Dans un contexte tendu de crise des subsistances et d’agitation des sans-culottes qui réclament que toutes les terres soient cultivées, une commission est chargée de travailler sur la mise en culture céréalière des vignobles. Le sujet étant délicat, R. Abad pense que l’on a tenté de le faire passer en y adjoignant une question peu importante, celle des étangs. C’est ainsi que s’ouvre le débat sur les étangs fin 1793. Les arguments traditionnels sont repris, le gain en céréales à brève échéance est mis en valeur. Des arguments politiques (un complot des deux anciens ordres privilégiés, possesseurs des étangs) s’y ajoutent. Devant un début de résistance d’une partie des députés, Danton s’enflamme : «Nous sommes tous de la conjuration contre les carpes, nous aimons mieux le règne des moutons», s’exclame-t-il. Il veut ainsi souligner que le maintien des étangs est un complot d’affameurs ennemis du peuple, qui s’opposent au pâturage. En l’occurrence, le débat est plutôt entre céréales et poissons, mais l’important est de dénoncer un complot de privilégiés. La phrase fait mouche et le décret est adopté le 14 frimaire an II (4 décembre 1793) : l’assèchement des étangs devra été réalisé avant février 1794 et être suivi de la mise en culture des terres au printemps. Danton n’étant pas particulièrement intéressé par ces questions, R. Abad s’interroge sur la raison de son intervention. Il pense que Danton, à cette époque accusé de modérantisme, a besoin de manifester son intransigeance. C’est effectivement une bonne manière de le faire à peu de frais sur un sujet qui n’est pas fondamental. C’est probablement aussi le calcul que fait Robespierre, qui a besoin de donner des gages aux sans-culottes et de calmer les hébertistes.

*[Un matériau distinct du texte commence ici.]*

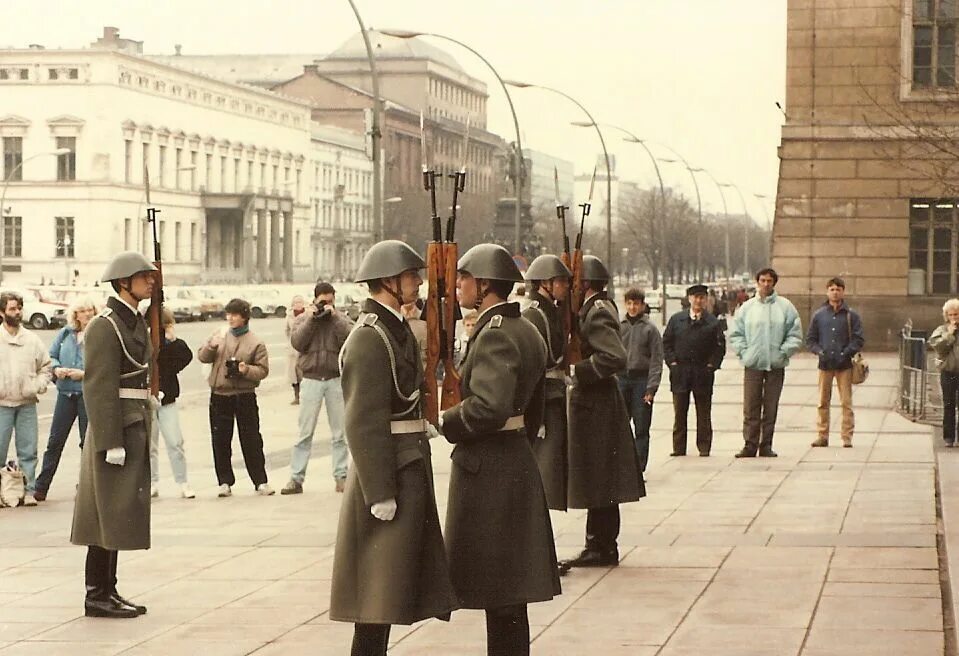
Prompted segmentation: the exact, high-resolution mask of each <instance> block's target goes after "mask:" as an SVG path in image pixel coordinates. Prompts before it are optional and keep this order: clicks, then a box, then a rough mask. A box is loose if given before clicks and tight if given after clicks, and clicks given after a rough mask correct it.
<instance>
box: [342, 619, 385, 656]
mask: <svg viewBox="0 0 959 656" xmlns="http://www.w3.org/2000/svg"><path fill="white" fill-rule="evenodd" d="M389 644H390V625H389V624H354V625H353V647H352V649H350V656H386V648H387V647H388V646H389Z"/></svg>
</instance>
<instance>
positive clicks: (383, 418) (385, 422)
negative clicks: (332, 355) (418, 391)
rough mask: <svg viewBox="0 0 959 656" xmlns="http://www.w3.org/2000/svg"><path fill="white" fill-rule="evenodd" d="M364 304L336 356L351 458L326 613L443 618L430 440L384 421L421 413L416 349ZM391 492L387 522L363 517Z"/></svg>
mask: <svg viewBox="0 0 959 656" xmlns="http://www.w3.org/2000/svg"><path fill="white" fill-rule="evenodd" d="M363 310H364V315H362V316H361V317H360V319H359V321H357V325H356V328H355V329H354V331H353V332H352V333H351V334H350V336H349V338H348V339H347V341H346V344H345V345H344V347H343V352H342V360H341V365H342V379H341V380H342V384H343V398H344V401H345V405H346V412H345V414H346V425H345V433H346V437H347V441H348V443H349V447H350V452H351V453H352V455H353V464H352V466H351V467H350V471H349V474H348V475H347V479H346V491H345V494H344V497H343V505H342V507H341V509H340V521H339V528H338V530H337V535H336V550H335V553H334V557H333V588H332V596H331V603H330V619H333V620H338V621H342V622H360V623H368V624H412V623H414V622H418V621H420V620H423V619H428V618H430V617H439V618H441V619H448V618H449V614H450V612H451V611H453V610H455V609H456V608H457V607H458V606H457V603H456V598H455V595H454V594H453V587H452V585H451V584H450V576H449V568H448V566H447V563H446V552H445V550H444V548H443V536H442V534H441V532H440V523H439V517H438V515H437V512H436V500H435V497H434V493H433V468H432V464H431V462H430V447H429V442H428V440H427V437H426V434H425V433H424V432H422V431H421V432H416V433H407V434H403V435H393V434H391V432H390V421H391V420H410V419H416V418H420V417H422V416H423V415H422V411H421V404H420V402H419V400H418V397H417V396H414V395H415V394H416V393H417V391H418V390H419V387H420V386H421V385H422V381H423V373H422V364H421V362H420V357H419V348H418V346H417V343H416V338H415V337H414V336H413V333H412V332H411V331H410V328H409V325H408V324H407V323H406V322H405V321H403V322H401V321H400V320H399V319H398V318H397V317H396V316H395V315H394V314H392V313H391V312H390V311H389V309H387V308H386V307H385V306H383V305H381V304H380V303H377V302H376V301H374V300H372V299H369V300H367V301H366V303H365V305H364V307H363ZM374 318H375V322H374V321H373V319H374ZM384 337H385V338H386V339H387V340H388V343H389V349H388V348H387V346H386V344H385V343H384V342H383V338H384ZM390 350H392V358H391V356H390ZM391 359H392V360H393V362H395V364H396V380H395V384H394V378H393V374H392V372H391ZM397 387H398V388H399V390H397V389H396V388H397ZM400 393H402V394H403V395H404V396H406V397H407V398H409V399H412V400H410V401H407V400H404V399H403V398H401V397H400ZM393 498H395V499H396V504H397V510H396V516H395V517H394V518H393V519H392V520H391V521H381V520H379V519H377V518H375V517H373V515H371V514H370V508H371V506H372V505H373V504H374V503H378V502H380V501H387V500H389V499H393Z"/></svg>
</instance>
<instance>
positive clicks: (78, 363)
mask: <svg viewBox="0 0 959 656" xmlns="http://www.w3.org/2000/svg"><path fill="white" fill-rule="evenodd" d="M96 313H97V307H96V304H95V303H94V301H93V298H91V297H83V298H78V299H77V300H76V301H74V302H73V304H72V305H71V306H70V307H69V309H68V310H67V325H66V326H64V327H63V328H61V329H60V332H59V333H57V336H56V337H55V338H54V339H53V343H52V344H51V345H50V362H51V366H52V367H53V377H54V380H55V381H56V384H57V402H56V405H55V406H54V408H53V420H52V421H51V423H50V437H49V438H48V439H47V449H46V451H44V452H43V464H42V465H41V467H40V475H39V476H37V489H36V491H35V492H34V494H33V497H34V499H36V500H37V501H45V500H46V498H47V493H48V492H49V491H50V485H51V483H53V476H54V474H56V473H57V468H58V467H59V465H60V457H61V456H62V455H63V447H64V446H66V443H67V438H68V437H69V436H70V431H71V430H73V424H74V422H77V423H78V424H79V429H80V448H81V449H82V448H83V439H84V437H86V434H87V411H86V408H85V407H84V405H83V369H84V366H83V331H84V329H85V328H86V327H87V324H88V323H90V319H92V318H93V317H94V316H95V315H96Z"/></svg>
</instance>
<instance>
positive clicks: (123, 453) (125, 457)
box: [106, 446, 127, 467]
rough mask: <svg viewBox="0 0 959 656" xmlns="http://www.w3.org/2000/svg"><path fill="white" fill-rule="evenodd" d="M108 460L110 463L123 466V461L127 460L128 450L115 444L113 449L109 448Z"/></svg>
mask: <svg viewBox="0 0 959 656" xmlns="http://www.w3.org/2000/svg"><path fill="white" fill-rule="evenodd" d="M106 461H107V464H108V465H117V466H119V467H122V466H123V463H125V462H126V461H127V450H126V449H125V448H123V447H122V446H115V447H113V448H112V449H107V456H106Z"/></svg>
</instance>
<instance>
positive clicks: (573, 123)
mask: <svg viewBox="0 0 959 656" xmlns="http://www.w3.org/2000/svg"><path fill="white" fill-rule="evenodd" d="M506 84H508V85H509V86H511V87H516V88H518V89H530V88H533V89H543V90H545V91H552V92H553V93H555V94H559V95H560V96H563V97H564V98H566V99H567V100H569V101H570V102H572V103H573V104H574V105H576V106H577V107H579V108H580V109H581V110H583V113H584V114H586V117H587V118H588V119H589V122H586V123H583V122H580V121H577V122H574V123H573V125H576V126H578V127H591V128H595V129H596V134H597V135H598V136H599V143H600V145H601V146H602V147H603V158H604V159H605V160H606V264H607V266H612V265H613V264H612V262H613V173H612V171H611V170H610V166H609V151H607V150H606V139H604V138H603V131H602V130H600V129H599V123H597V122H596V119H594V118H593V115H592V114H590V113H589V110H588V109H586V108H585V107H584V106H583V104H582V103H581V102H579V101H578V100H576V99H575V98H573V97H572V96H571V95H569V94H568V93H564V92H562V91H560V90H559V89H554V88H552V87H544V86H542V85H539V84H530V83H528V82H518V81H516V80H506ZM612 282H613V281H612V280H610V284H609V295H610V296H612V295H613V284H612Z"/></svg>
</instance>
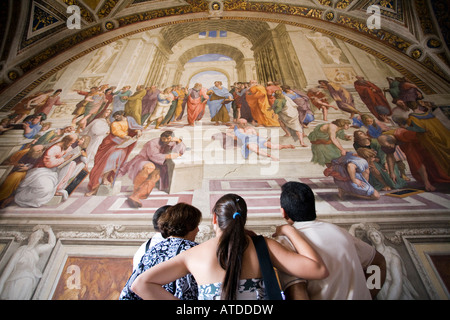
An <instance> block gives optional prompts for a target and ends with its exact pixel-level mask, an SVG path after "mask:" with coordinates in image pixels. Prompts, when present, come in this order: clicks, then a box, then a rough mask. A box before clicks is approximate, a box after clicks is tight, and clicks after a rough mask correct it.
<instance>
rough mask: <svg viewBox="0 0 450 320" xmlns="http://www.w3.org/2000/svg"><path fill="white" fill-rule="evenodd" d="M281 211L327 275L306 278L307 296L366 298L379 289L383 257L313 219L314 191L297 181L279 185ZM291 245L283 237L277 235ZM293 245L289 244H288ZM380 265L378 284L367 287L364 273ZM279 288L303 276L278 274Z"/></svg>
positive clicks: (373, 247) (353, 238) (380, 255)
mask: <svg viewBox="0 0 450 320" xmlns="http://www.w3.org/2000/svg"><path fill="white" fill-rule="evenodd" d="M281 190H282V191H281V197H280V203H281V212H282V214H283V217H284V218H285V219H286V221H287V222H288V223H289V224H292V225H293V226H294V227H295V228H296V229H297V230H298V231H299V232H300V233H301V234H302V235H303V236H304V237H305V238H306V239H307V240H308V242H309V243H310V245H311V246H312V247H313V248H314V249H315V250H316V251H317V253H318V254H319V255H320V256H321V257H322V259H323V261H324V263H325V265H326V266H327V268H328V271H329V274H330V275H329V276H328V277H327V278H325V279H323V280H311V281H308V282H307V293H308V295H309V298H310V299H311V300H370V299H372V298H374V297H375V296H376V294H377V293H378V291H379V290H380V289H381V287H382V285H383V283H384V280H385V277H386V261H385V259H384V257H383V256H382V255H381V254H380V253H379V252H378V251H376V250H375V248H374V247H372V246H371V245H369V244H367V243H365V242H364V241H362V240H360V239H358V238H356V237H353V236H352V235H351V234H350V233H349V232H348V231H347V230H344V229H342V228H340V227H338V226H336V225H334V224H331V223H328V222H324V221H319V220H316V208H315V199H314V193H313V192H312V190H311V188H310V187H309V186H307V185H305V184H303V183H300V182H288V183H286V184H284V185H283V186H282V188H281ZM279 241H280V242H281V243H283V244H284V245H287V246H291V247H292V245H290V243H289V240H288V239H287V238H283V239H279ZM292 248H293V247H292ZM370 265H375V266H378V267H379V268H380V269H379V270H380V272H379V273H380V278H381V279H380V282H379V283H381V285H380V286H379V288H375V289H373V290H369V288H368V286H367V280H366V276H367V277H369V276H371V275H372V274H367V275H366V273H365V270H366V269H367V268H368V267H369V266H370ZM280 281H281V284H282V287H283V290H285V291H286V290H288V288H289V286H292V285H293V284H295V283H298V282H303V281H305V280H303V279H298V278H293V277H291V276H288V275H285V274H280Z"/></svg>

Protestation ou inertie, ce décret n’a pas été appliqué et a finalement été abrogé en 1795. Des études sur le sujet ont montré son échec. Si le décret a certainement été préparé par les débats d’Ancien Régime, on voit bien que c’est une circonstance politique fortuite qui l’explique. Le sujet est de nouveau discuté au début du XIXe s. puis devient un objet de débat pendant tout le siècle.

Sur un sujet a priori peu susceptible de déclencher l’enthousiasme, R. Abad réussit à écrire un livre qui se lit d’une traite. Le titre amusant tient ses promesses et l’on se surprend à se passionner pour les avantages et les inconvénients de la culture du brochet ! L’auteur a un constant souci de clarté et fournit une partie sources/bibliographie très commodément exploitable, bien que peut-être un peu vieillie pour la Révolution, période qui l’intéresse visiblement beaucoup moins que l’Ancien Régime.